We thank the reviewer for the comment. We have opted to include this small section discussing susceptibility to other infections to point out the possible implications of CH on immune dysregulation and chronic inflammation, affecting not only the outcomes of patients with HIV but other infections including COVID19 based on emerging data. As a response we have changed the title of this section to: “Effect of CH on the course of HIV and other infections”. Line 198.

2) “MDS”, “MPN”, and “AML” are all subtitles of the section on page 8- “The effect of HIV infection on the outcomes of patients with myeloid neoplasms”. The full names should be spelled out as subtitles and a distinguishable format should be used for subtitles.

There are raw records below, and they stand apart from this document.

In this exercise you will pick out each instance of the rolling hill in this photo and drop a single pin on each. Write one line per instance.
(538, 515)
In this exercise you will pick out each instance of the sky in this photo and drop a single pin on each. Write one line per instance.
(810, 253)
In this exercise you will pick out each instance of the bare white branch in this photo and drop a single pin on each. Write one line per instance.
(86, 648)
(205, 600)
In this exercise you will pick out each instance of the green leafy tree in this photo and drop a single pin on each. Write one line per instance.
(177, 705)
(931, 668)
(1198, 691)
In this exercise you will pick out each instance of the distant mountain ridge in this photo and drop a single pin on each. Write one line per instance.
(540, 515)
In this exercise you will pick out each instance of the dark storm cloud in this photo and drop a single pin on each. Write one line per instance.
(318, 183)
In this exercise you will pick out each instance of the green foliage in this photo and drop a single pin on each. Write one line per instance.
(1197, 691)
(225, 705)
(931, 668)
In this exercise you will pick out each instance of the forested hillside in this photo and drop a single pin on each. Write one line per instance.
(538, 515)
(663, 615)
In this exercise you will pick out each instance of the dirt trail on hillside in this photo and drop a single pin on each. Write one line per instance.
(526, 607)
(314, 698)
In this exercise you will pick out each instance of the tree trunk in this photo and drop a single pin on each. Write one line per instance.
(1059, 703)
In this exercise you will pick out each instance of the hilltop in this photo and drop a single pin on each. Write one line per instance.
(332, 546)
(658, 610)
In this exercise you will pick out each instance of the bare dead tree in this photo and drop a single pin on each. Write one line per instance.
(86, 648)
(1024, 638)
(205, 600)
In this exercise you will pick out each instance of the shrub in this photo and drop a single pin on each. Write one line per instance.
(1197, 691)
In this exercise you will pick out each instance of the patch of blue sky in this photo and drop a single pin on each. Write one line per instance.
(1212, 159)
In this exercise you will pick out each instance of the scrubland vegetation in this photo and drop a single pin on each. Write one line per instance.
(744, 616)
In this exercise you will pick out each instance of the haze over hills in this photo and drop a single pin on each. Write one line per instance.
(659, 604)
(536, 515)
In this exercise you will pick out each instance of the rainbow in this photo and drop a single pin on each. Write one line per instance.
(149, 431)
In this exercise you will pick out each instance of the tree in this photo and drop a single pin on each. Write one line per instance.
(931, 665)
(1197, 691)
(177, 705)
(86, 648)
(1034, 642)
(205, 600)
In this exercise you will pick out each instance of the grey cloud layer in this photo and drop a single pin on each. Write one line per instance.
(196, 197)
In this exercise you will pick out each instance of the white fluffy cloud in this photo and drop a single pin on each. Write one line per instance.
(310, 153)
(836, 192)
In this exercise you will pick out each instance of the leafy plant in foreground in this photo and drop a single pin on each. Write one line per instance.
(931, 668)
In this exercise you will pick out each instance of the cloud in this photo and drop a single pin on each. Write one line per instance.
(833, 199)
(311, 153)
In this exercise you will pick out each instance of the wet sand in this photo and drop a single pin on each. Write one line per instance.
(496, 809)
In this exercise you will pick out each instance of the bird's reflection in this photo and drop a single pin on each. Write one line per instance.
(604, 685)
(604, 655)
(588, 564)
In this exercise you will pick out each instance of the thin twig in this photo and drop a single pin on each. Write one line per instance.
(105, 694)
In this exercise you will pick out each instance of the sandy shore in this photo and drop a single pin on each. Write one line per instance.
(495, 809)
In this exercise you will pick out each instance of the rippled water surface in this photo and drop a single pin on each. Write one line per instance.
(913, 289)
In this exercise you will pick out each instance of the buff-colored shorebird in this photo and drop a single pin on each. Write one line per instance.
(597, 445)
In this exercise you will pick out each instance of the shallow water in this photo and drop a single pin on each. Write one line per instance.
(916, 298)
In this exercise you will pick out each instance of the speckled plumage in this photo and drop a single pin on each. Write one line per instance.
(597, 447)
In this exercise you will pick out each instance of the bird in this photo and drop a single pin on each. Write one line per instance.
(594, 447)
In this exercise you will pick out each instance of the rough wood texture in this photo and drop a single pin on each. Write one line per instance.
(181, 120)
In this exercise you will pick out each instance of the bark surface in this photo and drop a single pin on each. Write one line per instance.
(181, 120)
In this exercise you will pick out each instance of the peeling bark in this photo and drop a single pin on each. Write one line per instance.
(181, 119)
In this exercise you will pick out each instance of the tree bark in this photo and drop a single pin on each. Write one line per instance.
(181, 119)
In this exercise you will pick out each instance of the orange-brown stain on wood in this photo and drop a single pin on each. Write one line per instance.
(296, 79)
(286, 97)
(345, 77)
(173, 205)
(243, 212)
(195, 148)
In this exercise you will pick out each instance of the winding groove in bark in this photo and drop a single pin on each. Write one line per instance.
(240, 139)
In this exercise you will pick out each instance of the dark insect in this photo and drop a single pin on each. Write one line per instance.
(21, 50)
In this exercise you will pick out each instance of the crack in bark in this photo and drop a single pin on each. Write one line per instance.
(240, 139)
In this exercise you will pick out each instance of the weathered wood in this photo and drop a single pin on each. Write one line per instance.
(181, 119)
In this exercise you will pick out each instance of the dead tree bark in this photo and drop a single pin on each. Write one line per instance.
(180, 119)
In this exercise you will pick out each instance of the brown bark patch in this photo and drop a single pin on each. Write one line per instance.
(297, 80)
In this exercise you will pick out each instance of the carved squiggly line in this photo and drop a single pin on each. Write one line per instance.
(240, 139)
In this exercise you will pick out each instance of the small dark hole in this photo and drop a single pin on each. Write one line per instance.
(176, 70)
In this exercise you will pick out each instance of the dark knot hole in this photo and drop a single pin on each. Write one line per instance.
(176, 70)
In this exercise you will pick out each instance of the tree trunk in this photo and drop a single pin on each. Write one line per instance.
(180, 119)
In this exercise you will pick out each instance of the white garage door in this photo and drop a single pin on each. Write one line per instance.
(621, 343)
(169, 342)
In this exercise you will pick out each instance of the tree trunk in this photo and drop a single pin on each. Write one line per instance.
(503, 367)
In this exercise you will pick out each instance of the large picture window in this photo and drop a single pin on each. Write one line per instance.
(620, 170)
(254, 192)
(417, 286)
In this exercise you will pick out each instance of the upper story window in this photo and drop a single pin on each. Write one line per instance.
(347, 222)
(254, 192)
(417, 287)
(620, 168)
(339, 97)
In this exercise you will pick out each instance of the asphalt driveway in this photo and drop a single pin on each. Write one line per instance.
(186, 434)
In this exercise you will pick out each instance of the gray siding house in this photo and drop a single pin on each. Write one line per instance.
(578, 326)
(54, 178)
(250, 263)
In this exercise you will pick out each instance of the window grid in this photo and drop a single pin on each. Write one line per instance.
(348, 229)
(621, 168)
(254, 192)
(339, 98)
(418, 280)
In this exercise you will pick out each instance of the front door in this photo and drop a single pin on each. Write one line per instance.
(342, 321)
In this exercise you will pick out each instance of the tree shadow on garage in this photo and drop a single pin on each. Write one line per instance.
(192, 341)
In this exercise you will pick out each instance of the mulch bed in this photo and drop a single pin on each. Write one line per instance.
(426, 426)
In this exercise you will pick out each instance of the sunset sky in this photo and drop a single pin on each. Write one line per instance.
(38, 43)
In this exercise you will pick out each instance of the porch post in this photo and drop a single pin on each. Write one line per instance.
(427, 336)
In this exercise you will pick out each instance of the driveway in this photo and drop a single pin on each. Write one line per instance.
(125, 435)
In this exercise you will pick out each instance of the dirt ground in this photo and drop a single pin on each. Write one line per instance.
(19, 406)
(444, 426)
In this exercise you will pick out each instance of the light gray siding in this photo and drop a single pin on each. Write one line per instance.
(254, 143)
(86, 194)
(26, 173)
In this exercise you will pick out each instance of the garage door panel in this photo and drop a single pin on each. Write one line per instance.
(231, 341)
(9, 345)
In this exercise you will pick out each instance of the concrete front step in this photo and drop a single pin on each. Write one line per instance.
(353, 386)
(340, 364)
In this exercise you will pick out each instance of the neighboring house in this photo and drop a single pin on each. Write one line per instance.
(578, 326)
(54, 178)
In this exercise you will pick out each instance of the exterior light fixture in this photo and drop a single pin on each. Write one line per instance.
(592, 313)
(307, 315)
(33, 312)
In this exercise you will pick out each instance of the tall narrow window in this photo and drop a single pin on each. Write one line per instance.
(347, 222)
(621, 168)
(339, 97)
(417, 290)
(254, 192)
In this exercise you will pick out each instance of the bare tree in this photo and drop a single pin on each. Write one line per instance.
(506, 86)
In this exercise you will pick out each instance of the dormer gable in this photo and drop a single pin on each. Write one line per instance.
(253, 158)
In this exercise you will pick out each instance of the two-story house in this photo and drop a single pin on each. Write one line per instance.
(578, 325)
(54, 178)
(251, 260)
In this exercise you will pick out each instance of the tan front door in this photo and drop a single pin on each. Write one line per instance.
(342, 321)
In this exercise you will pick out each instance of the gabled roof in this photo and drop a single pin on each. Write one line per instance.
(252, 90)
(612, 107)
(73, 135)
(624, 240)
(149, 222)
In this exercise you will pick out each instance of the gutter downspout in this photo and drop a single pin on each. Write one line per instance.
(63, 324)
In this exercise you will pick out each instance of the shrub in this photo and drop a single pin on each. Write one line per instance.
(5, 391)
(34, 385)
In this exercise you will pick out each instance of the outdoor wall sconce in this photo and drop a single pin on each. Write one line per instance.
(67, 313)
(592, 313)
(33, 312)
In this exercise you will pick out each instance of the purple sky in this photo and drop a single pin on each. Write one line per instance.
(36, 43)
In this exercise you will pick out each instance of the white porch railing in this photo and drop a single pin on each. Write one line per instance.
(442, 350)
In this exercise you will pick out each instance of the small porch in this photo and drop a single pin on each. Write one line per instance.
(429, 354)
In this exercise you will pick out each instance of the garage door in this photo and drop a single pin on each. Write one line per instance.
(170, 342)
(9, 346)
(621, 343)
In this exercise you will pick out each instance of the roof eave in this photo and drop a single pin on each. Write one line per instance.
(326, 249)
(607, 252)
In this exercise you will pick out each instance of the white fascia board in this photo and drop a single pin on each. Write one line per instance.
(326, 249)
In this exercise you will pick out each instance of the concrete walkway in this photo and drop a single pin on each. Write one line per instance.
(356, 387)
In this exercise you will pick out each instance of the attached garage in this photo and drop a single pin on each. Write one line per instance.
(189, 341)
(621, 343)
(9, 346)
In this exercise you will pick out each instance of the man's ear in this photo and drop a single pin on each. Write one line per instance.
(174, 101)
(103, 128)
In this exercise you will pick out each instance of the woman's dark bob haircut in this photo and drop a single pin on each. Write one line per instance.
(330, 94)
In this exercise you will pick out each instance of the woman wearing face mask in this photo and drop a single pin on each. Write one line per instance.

We thank the reviewer for the comment. We have revised our review extensively to focus on CH and HIV and thus minimized the section describing the outcomes of myeloid neoplasms among patients with HIV. We describe the overall poor outcomes of MDS/AML patients with HIV to highlight the need for better understanding of the underlying biology and early detection of HIV patients who develop CH. Thus, we have removed the MDS/MPN/AML subtitles.

4. The manuscript was not written well and there are many editing errors and typos. e.g., Page 2, line 3: loving -> living; Page 2, line 14, literature -> literatures; Page 5, paragraph 3, line 2: 200HIV-> 200 HIV; Page 10: molecula r level-> molecular level…

We thank the reviewer for the comment. We performed extensive and more detailed proof reading and have corrected any existent grammatical errors.

Author Response File: Author Response.pdf

Round 2

Reviewer 2 Report

My previous comments have been properly addressed. In my opinion, the revised manuscript can be published in Cells.